Saturday, March 8, 2014

The Perreault-Leigh Agreement Coefficient is Problematic

Perreault and Leigh (1989) considering that there was a need to have an agreement coefficient "that is more appropriate to the type of data typically encountered in marketing contexts," decided to propose a new agreement coefficient known in the literature with the symbol I_r. I firmly believe that the mathematical derivations that led to this coefficient were wrong, even though the underlying ideas are right. A proper translation of these ideas would inevitably have led to the Brennan-Prediger coefficient or to the percent agreement depending on the assumption made.

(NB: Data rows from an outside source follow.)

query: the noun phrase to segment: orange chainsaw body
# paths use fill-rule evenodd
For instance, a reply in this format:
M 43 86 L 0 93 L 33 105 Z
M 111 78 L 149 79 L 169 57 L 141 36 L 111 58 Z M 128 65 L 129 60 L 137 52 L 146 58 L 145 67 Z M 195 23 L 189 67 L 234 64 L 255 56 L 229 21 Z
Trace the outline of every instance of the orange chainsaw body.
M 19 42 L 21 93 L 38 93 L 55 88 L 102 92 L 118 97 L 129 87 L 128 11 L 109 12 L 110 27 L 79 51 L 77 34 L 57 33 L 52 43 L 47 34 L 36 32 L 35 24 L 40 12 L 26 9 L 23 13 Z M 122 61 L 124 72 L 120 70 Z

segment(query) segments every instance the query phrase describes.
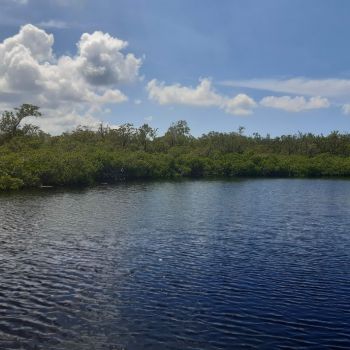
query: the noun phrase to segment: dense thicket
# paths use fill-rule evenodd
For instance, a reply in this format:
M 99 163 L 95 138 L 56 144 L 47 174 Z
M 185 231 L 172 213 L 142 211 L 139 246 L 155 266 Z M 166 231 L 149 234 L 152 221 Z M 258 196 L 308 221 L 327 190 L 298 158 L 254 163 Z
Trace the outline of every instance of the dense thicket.
M 350 176 L 350 134 L 337 131 L 271 138 L 239 128 L 195 138 L 178 121 L 163 136 L 147 124 L 50 136 L 22 125 L 29 115 L 39 116 L 37 107 L 23 105 L 0 119 L 1 190 L 141 178 Z

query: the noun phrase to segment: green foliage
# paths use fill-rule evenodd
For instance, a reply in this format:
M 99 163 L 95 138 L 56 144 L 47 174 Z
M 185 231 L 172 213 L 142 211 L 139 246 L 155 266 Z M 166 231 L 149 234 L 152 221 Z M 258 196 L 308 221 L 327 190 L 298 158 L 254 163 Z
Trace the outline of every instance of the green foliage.
M 339 132 L 271 138 L 245 136 L 240 127 L 194 138 L 179 121 L 159 137 L 147 124 L 78 127 L 51 137 L 21 126 L 29 115 L 39 116 L 38 107 L 23 105 L 0 120 L 0 190 L 178 177 L 350 176 L 350 135 Z

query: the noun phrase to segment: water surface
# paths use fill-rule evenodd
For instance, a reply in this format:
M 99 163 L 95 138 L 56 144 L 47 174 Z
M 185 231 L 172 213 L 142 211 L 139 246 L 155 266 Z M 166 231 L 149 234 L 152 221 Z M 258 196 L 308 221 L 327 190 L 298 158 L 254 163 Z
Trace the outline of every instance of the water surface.
M 0 196 L 1 349 L 349 349 L 350 181 Z

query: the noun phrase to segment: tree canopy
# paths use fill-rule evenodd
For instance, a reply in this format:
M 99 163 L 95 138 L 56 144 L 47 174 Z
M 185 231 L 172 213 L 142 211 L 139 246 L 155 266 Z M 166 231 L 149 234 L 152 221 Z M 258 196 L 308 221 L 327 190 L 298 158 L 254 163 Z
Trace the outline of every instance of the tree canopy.
M 50 136 L 26 124 L 30 116 L 41 116 L 39 107 L 2 113 L 0 190 L 179 177 L 350 176 L 350 134 L 338 131 L 272 138 L 238 127 L 193 137 L 180 120 L 164 135 L 148 124 L 125 123 Z

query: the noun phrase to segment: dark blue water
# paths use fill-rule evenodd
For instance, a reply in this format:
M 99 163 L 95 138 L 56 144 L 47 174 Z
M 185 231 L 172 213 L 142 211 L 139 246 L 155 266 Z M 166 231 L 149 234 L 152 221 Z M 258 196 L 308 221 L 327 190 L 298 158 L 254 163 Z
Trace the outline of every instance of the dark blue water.
M 349 349 L 350 181 L 0 196 L 0 349 Z

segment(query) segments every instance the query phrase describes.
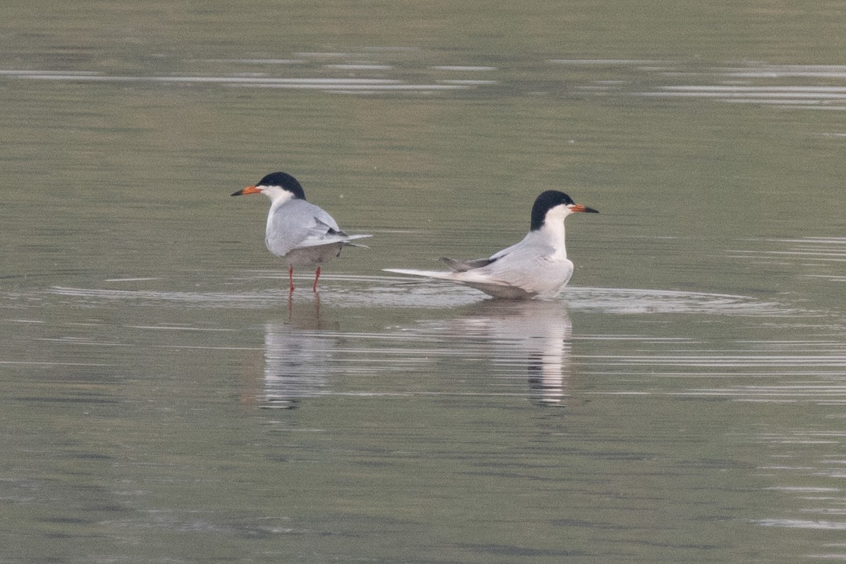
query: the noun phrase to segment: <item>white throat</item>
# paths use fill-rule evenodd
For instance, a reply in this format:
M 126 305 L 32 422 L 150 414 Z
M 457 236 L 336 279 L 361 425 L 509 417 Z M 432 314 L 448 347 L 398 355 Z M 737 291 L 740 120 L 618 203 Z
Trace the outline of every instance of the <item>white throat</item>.
M 572 211 L 563 205 L 557 205 L 547 212 L 541 232 L 547 244 L 555 251 L 552 256 L 556 259 L 567 258 L 567 247 L 564 244 L 564 218 Z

The Perreault-Leigh agreement coefficient is formally defined as follows:

where S defined by,

is the agreement coefficient recommended by Bennet et al. (1954) and is a special case of the coefficient recommended by Brennan and Prediger (1981). The symbol Ir used by Perreault and Leigh (1989) appears to stand for “Index of Reliability.”

I carefully reviewed the Perreault and Leigh article. It presents an excellent review of the various agreement coefficients that were current at the time it was written. Perreault and Leigh define I_r as the percent of subjects that a typical judge could code consistent given the nature of the observations. Note that Ir is an attribute of the typical judge, and therefore does not represent any aspect of agreement among the judges. Perreault and Leigh (1989) consider the product NxI_r² (with N representing the number of subjects) to represent the number of reliable judgments on which judges agree. This cannot be true. To see this note that I_r² is the probability that 2 judges both independently perform a reliable judgment. If both (reliable) judgments must lead to an agreement then they have to refer to the exact same category. However the probability I_r² does not say which category was chosen and cannot represent any agreement among judges. Even if you decide to assume that any 2 reliable judgments must necessarily result in an agreement, then the judgments will no longer be independent. The probability for two judges to agree will now become equal to the probability for the first rater to perform a reliable judgment times the conditional probability for the second judge to perform a reliability judgment given that the first judge did. This second conditional probability cannot be evaluated unless there are additional assumptions.

What Perreault and Leigh (1989) have proposed is not an agreement coefficient. Their coefficient quantifies something other than the extent of agreement among raters. It should not be compared with the other coefficients available in the literature until someone can tell us what it does.

References:

[1] Bennett, E. M., Alpert, R. & Goldstein, A. C. (1954). Communication through limited response questioning. Public Opinion Quarterly, 18, 303-308.

[2] Brennan, R. L., & Prediger, D. J. (1981). Coefficient kappa: Some uses, misuses, and alternatives. Educational and Psychological Measurement, 41, 687-699.

[3] Perreault, W. D. & Leigh, L. E. (1989). Reliability of nominal data based on qualitative judgments. Journal of Marketing Research, 26, 135-148.